Following a Conservative manifesto commitment in 2015 to increase transparency in government, the Cabinet Office has published the UK Open Government National Action Plan 2016-2018. This is the third National Action Plan (“NAP“) since the United Kingdom co-founded the Open Government Partnership in 2011, which now includes 69 countries.

The new NAP makes 13 commitments in relation to transparency, anti-corruption and open government. In particular, the NAP aims to address certain recommendations made by the Independent Commission on Freedom of Information (the “Commission“), which published its final report in March 2016. In Commitment 8 of the NAP, the Government pledges to make plans for enhanced transparency measures, including data about senior pay and benefits for Government officials, and to update and expand the Code of Practice under s.45 of the Freedom of Information Act 2000 (“FOIA“).

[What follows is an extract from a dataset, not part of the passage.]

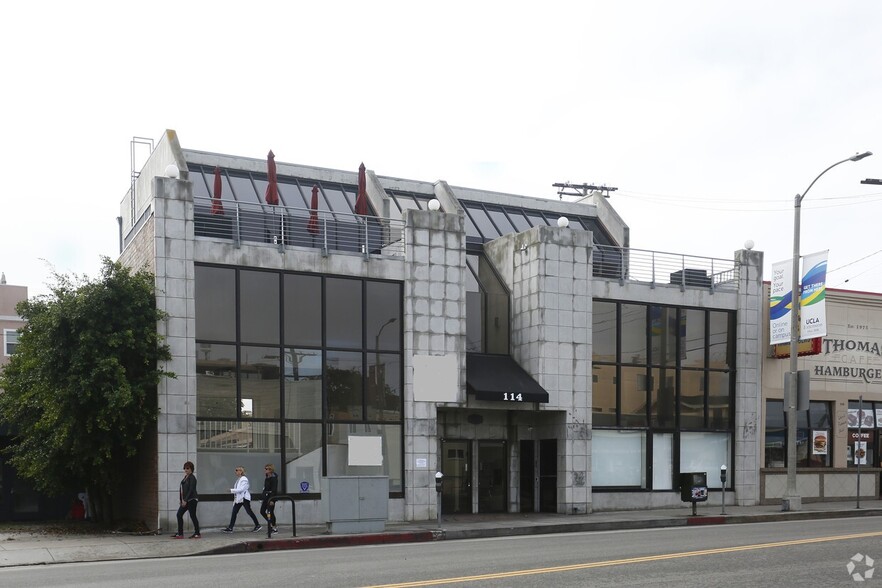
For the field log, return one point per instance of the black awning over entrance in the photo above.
(499, 377)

Senior Government pay and benefits

While there are existing obligations in relation to the disclosure of information regarding the pay of senior Government officials, the Commission was firmly of the view that more could be done. The Commission’s report recommended greater proactive transparency about senior executive pay and benefits, which could be achieved through requiring public bodies to publish in their annual statement of accounts a breakdown of the benefits in kind and expenses of senior employees. The NAP acknowledges that information on senior pay and benefits increases transparency, and that the public should not have to resort to making information access requests under FOIA for such transparency to be achieved. The Cabinet Office intends to issue guidance to public authorities to set a higher standard for the publication of senior level pay and benefits by this summer.

FOIA Code of Practice

The Code of Practice sets out the practice that the Government considers desirable for public bodies to follow in meeting their obligations under FOIA. However, it was issued in 2004, which was before FOIA came into force, and has not been updated since.

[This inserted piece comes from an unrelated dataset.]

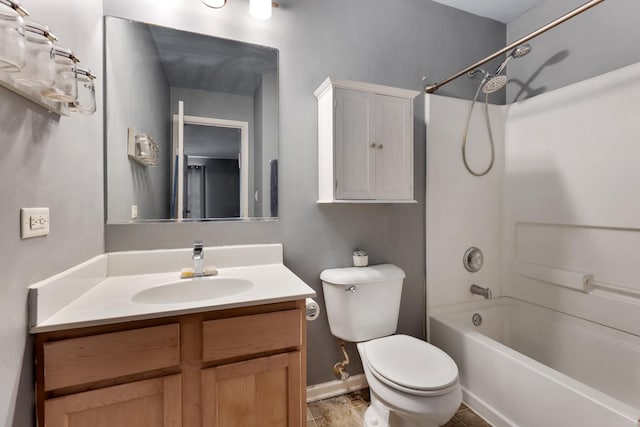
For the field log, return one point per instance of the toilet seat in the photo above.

The Commission recommended that the government review and update the Code to take account of the ten years of operation of FOIA. An updated Code will be more useful for public authorities as it will take into account the various legal developments since 2004 that frame their FOIA obligations. In theory, this should mean that public authorities find it easier to respond to requests under FOIA. According to the NAP, the Cabinet Office will consult on and issue a new Code of Practice by the end of this year.

An increased culture of openness?

Following the publication of the Commission’s final report we suggested that supporters of FOIA remain cautiously hopeful that FOIA will continue to work well. While the exact form of the Government’s plans is yet to be confirmed, those same supporters will continue be heartened by a commitment to implement the recommendations of the Commission over the course of this year.